The debate about whether gasoline-electric hybrid vehicles are more cost-effective than conventionally powered models has gone on for years. Recent declines in gas prices are now playing a role.
Vincentric LLC, which measures the overall cost of owning a vehicle, says the answer depends on your choice of hybrid. The range is vast between the most and least cost-efficient of the 31 hybrids from the 2014 model year that the firm analyzed. Over five years, Toyota Motor ’s Lexus CT 200h sedan saves an owner about $7,600 vs. the brand’s non-hybrid IS 250. Meanwhile, the Lexus GS 450h hybrid sedan costs nearly $8,200 more to own over that period than the comparable conventionally powered Lexus GS 350.

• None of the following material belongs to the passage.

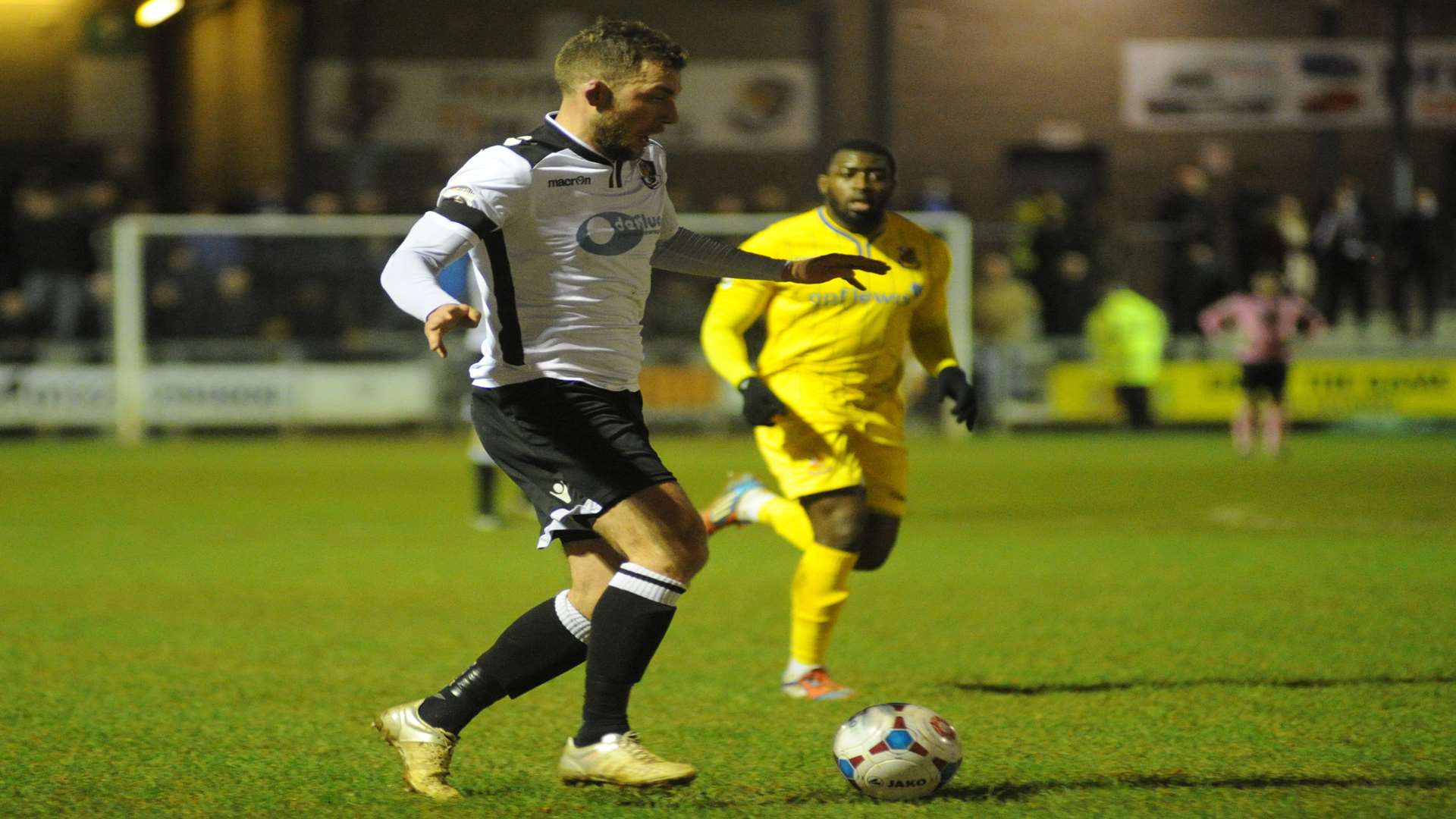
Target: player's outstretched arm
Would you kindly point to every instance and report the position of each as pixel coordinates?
(960, 390)
(830, 267)
(444, 318)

Just 10 of the 31 hybrids Vincentric evaluated are less expensive to operate than their closest gasoline-only counterparts, it found. And the fuel-savings gap between hybrids and conventional models is shrinking fast. Just two years ago, Vincentric notes, 44% of all hybrids were more cost-effective than their traditional counterparts.
The little Lexus sports hatchback costs $3,150 less than the equivalent non-hybrid Lexus IS 250 sedan, while saving a whopping $6,190 in fuel costs over five years—for a total five-year cost advantage of $7,630.
“Hybrids are losing their competitive edge due to the improved fuel economy of gas-powered combustion engines and falling fuel prices,” says David Wurster, president of the Bingham Farms, Mich.-based firm.
When all the costs of ownership are calculated, 2014 hybrids cost $1,450 more to operate over a five-year period, the firm says. The biggest factor is whether fuel savings can offset a hybrid’s price premium. For instance, Nissan Motor ’s Infiniti Q70 Hybrid sedan saves an owner nearly $5,000 in fuel expense over five years compared to the gasoline-only Q70. But the hybrid version costs $5,700 more, setting owners back $2,400.